A week later, my aunt replied to me with a warm email, thanking me and asking for news and pictures of my children. Shortly after, my father called me and said, “You will never guess what happened today!” It turned out that my cousin had called my father and got my aunt to invite us for lunch that Sunday. In eight years, this had not happened once. Then we had lunch, and it was perfect: everyone was in good spirits, the little baby was adorable, and we spent the whole day at my cousin’s place. A few days later, my father told me with some emotion in his voice that my aunt had called just to get news and ask if we were well.

I can’t explain it logically, but nevertheless it’s real. I can’t express how grateful I am today to have found the Shinnyo teachings, which help us take control of our lives and change them for the better through our spiritual growth. 

This was the first time I had felt it, but I have no doubt in my mind that my prayers and actions were supported by the Shinnyo Parents (the founders of Shinnyo‑en). The Shinnyo Path, which reflects the way the Shinnyo Parents lived their lives, inspired me to care about my cousin’s family despite our conflicts and encouraged me to act with sincerity for their well-being. I feel that the timeless support that the Shinnyo Parents represent—the inspiration and encouragement we gain from their example—had a direct effect on my life and family.

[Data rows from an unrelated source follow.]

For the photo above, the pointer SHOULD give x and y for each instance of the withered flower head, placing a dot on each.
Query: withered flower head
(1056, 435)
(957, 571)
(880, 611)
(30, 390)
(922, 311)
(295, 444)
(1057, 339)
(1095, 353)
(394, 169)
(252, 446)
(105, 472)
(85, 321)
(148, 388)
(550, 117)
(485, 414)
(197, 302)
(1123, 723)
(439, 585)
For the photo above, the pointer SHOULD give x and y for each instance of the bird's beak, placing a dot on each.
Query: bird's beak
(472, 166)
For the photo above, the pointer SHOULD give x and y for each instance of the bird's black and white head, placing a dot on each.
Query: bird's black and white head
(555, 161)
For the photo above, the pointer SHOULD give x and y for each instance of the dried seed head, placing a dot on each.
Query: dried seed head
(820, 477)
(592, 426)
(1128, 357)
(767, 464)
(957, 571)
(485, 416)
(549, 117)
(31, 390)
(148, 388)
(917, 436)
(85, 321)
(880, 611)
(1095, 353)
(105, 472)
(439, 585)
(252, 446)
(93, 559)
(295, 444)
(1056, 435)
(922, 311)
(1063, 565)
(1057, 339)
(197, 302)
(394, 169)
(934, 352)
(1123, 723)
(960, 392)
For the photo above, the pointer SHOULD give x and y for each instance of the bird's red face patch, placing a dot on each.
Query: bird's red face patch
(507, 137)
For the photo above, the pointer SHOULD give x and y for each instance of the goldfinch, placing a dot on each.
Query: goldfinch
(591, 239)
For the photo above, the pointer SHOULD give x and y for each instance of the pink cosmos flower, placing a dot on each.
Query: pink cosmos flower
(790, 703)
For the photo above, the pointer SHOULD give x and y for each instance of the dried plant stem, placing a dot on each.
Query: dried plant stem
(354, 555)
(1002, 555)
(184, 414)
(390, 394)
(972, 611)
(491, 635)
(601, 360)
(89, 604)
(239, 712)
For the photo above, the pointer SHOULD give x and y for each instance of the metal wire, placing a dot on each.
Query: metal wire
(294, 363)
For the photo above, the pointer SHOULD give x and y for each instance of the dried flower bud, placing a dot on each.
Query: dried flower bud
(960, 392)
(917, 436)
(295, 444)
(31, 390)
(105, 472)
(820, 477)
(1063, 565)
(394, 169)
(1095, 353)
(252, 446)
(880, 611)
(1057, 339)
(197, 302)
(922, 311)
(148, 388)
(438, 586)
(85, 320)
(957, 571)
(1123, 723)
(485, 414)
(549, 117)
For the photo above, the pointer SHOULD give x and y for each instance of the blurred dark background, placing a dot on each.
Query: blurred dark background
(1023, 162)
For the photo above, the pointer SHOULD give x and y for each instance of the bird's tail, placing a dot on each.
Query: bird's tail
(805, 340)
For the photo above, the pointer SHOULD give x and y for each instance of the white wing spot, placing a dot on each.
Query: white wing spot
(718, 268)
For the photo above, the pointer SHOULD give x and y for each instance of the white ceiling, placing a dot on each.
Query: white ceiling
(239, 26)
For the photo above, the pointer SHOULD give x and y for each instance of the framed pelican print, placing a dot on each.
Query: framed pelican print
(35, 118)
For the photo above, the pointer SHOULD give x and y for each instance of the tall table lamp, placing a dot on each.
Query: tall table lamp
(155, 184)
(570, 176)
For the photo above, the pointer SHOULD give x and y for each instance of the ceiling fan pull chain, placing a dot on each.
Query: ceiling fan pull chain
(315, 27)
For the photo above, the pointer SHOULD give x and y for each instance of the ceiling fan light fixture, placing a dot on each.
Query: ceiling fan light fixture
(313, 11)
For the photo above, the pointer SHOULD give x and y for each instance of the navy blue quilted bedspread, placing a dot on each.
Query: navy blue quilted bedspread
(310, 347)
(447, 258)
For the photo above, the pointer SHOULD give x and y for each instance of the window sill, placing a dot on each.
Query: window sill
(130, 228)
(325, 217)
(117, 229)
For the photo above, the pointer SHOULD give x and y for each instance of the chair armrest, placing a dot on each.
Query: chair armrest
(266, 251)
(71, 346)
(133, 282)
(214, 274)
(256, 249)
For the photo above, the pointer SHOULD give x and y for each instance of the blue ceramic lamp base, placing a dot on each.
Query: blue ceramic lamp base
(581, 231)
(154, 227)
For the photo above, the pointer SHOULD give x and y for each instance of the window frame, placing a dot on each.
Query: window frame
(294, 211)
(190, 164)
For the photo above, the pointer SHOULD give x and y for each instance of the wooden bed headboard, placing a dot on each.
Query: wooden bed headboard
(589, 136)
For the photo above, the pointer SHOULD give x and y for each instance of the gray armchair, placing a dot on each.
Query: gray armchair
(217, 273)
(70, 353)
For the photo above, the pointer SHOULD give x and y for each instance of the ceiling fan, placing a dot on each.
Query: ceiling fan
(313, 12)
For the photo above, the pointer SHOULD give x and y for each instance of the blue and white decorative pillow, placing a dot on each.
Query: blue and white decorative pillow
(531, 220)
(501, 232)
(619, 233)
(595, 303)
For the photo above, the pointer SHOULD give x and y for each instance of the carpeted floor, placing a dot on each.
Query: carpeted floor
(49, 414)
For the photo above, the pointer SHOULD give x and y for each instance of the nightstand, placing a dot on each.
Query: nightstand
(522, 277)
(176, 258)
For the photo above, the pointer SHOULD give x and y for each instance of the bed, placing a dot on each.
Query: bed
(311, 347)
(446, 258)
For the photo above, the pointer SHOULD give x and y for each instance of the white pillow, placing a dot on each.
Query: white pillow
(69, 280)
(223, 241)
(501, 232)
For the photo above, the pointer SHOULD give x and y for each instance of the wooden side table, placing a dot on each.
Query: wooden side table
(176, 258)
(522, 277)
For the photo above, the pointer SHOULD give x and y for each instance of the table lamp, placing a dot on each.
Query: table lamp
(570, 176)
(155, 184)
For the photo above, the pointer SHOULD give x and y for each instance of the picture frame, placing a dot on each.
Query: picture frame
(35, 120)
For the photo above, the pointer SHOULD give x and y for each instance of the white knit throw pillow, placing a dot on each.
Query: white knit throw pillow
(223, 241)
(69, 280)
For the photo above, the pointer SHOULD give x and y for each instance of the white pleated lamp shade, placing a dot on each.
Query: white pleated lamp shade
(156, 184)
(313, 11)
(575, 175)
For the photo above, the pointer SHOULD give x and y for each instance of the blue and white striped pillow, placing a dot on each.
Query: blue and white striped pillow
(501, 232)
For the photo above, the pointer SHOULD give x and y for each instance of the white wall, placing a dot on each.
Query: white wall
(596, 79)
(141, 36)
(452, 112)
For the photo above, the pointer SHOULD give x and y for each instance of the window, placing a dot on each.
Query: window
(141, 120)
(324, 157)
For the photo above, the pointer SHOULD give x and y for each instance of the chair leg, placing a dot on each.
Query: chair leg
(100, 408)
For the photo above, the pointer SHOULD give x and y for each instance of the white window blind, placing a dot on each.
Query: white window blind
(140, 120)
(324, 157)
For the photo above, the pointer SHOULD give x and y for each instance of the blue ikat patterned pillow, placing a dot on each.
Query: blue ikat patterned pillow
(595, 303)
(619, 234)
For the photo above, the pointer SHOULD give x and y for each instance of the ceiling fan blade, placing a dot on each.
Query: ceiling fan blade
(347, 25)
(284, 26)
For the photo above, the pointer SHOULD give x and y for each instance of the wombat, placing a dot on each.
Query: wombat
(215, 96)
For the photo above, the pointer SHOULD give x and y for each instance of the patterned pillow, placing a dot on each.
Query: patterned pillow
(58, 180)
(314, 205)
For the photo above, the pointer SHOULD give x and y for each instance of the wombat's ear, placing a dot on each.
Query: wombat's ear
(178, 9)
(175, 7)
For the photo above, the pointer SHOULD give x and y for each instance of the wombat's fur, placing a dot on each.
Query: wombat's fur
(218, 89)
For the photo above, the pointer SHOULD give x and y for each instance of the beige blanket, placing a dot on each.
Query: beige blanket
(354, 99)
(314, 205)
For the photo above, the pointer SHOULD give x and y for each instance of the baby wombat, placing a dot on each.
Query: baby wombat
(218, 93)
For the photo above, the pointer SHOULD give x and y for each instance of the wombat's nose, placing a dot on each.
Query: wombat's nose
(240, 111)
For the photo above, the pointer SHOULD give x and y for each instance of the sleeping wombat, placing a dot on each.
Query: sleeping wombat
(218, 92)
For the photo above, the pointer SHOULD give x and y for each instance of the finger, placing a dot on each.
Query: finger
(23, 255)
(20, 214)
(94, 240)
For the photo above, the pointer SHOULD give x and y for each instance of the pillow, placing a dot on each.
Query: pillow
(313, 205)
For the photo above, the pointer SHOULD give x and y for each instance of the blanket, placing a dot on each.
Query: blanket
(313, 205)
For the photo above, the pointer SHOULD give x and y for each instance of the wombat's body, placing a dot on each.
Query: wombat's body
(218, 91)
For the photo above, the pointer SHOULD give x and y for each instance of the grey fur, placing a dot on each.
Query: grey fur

I can’t explain it logically, but nevertheless it’s real. I can’t express how grateful I am today to have found the Shinnyo teachings, which help us take control of our lives and change them for the better through our spiritual growth. 

If you had asked me six months ago if Shinnyo‑en had changed my life, I would have told you, “Maybe, but I really don’t know for sure.” Today I can say without hesitation: “Yes, it has.”